A NET Outcome

Abstract

Neutrophils constitute a critical part of innate immunity and are well known for their ability to phagocytose and kill invading microorganisms. The microbicidal processes employed by neutrophils are highly effective at killing most ingested bacteria and fungi. However, an alternative non-phagocytic antimicrobial mechanism of neutrophils has been proposed whereby microorganisms are eliminated by neutrophil extracellular traps (NETs). NETs are comprised of DNA, histones, and antimicrobial proteins extruded by neutrophils during NETosis, a cell death pathway reported to be distinct from apoptosis, phagocytosis-induced cell death, and necrosis. Although multiple laboratories have reported NETs using various stimuli in vitro, the molecular mechanisms involved in this process have yet to be definitively elucidated, and many questions regarding the formation and putative role or function of NETs in innate host defense remain unanswered. It is with these questions in mind that we provide some reflection and perspective on NETs and NETosis.

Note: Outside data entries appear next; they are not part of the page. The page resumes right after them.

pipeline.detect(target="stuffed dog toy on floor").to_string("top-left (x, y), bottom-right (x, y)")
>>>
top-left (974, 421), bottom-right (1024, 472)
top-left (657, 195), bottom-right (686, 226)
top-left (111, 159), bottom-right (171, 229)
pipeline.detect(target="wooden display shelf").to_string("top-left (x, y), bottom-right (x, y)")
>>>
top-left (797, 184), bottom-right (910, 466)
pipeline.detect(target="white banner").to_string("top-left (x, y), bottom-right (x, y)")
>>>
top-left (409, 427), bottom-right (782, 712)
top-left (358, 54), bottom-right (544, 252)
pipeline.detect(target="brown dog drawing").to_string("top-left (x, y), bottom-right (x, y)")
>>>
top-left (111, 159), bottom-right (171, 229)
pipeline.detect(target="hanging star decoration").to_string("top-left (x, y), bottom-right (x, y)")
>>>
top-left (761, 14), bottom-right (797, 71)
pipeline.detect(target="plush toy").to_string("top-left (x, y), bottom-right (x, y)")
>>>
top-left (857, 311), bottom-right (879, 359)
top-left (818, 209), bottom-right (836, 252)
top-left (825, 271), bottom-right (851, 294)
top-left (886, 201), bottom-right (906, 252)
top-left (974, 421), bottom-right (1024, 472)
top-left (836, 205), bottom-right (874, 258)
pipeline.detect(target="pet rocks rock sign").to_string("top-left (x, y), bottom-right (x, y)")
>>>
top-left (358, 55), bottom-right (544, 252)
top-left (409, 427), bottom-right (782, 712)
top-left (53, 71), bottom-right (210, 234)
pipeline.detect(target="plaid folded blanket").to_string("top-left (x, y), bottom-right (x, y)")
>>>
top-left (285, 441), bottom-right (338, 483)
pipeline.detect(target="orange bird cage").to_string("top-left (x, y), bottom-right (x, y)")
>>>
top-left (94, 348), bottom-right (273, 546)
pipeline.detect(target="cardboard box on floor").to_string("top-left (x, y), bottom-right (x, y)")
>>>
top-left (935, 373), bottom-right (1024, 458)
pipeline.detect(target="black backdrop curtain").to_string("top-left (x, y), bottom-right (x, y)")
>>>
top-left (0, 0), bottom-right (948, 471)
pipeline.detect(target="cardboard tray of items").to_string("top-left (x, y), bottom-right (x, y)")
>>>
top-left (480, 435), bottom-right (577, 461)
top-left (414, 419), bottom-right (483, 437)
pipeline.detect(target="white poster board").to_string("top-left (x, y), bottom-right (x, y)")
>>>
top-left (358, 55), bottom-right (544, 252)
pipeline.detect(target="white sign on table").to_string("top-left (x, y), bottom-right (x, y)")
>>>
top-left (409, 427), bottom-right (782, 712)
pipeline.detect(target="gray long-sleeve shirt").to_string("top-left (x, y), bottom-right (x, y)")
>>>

Keywords: apoptosis; inflammation; necrosis; neutrophil; phagocytosis.

Figure 1

Possible outcomes of the interaction of microbes with neutrophils. Phagocytosis and killing of microorganisms by neutrophils (polymorphonuclear leukocyte, PMN) triggers host cell apoptosis and ultimate removal by macrophages (MΦ) or dendritic cells. This process promotes resolution of the inflammatory response (A). Pathogenic microbes such as Staphylococcus aureus can cause lysis of PMN after phagocytosis, thereby facilitating escape/dissemination of the invading pathogen and release of cytotoxic molecules that cause host tissue damage and disease (B). NETs ensnare and may kill microbes, but there is accompanying lysis of neutrophils and release of cytotoxic molecules that are known to cause host tissue damage and promote inflammatory disease. In this regard, the outcome of NETosis and the formation of NETs should be similar to that in (B; i.e., disease; C).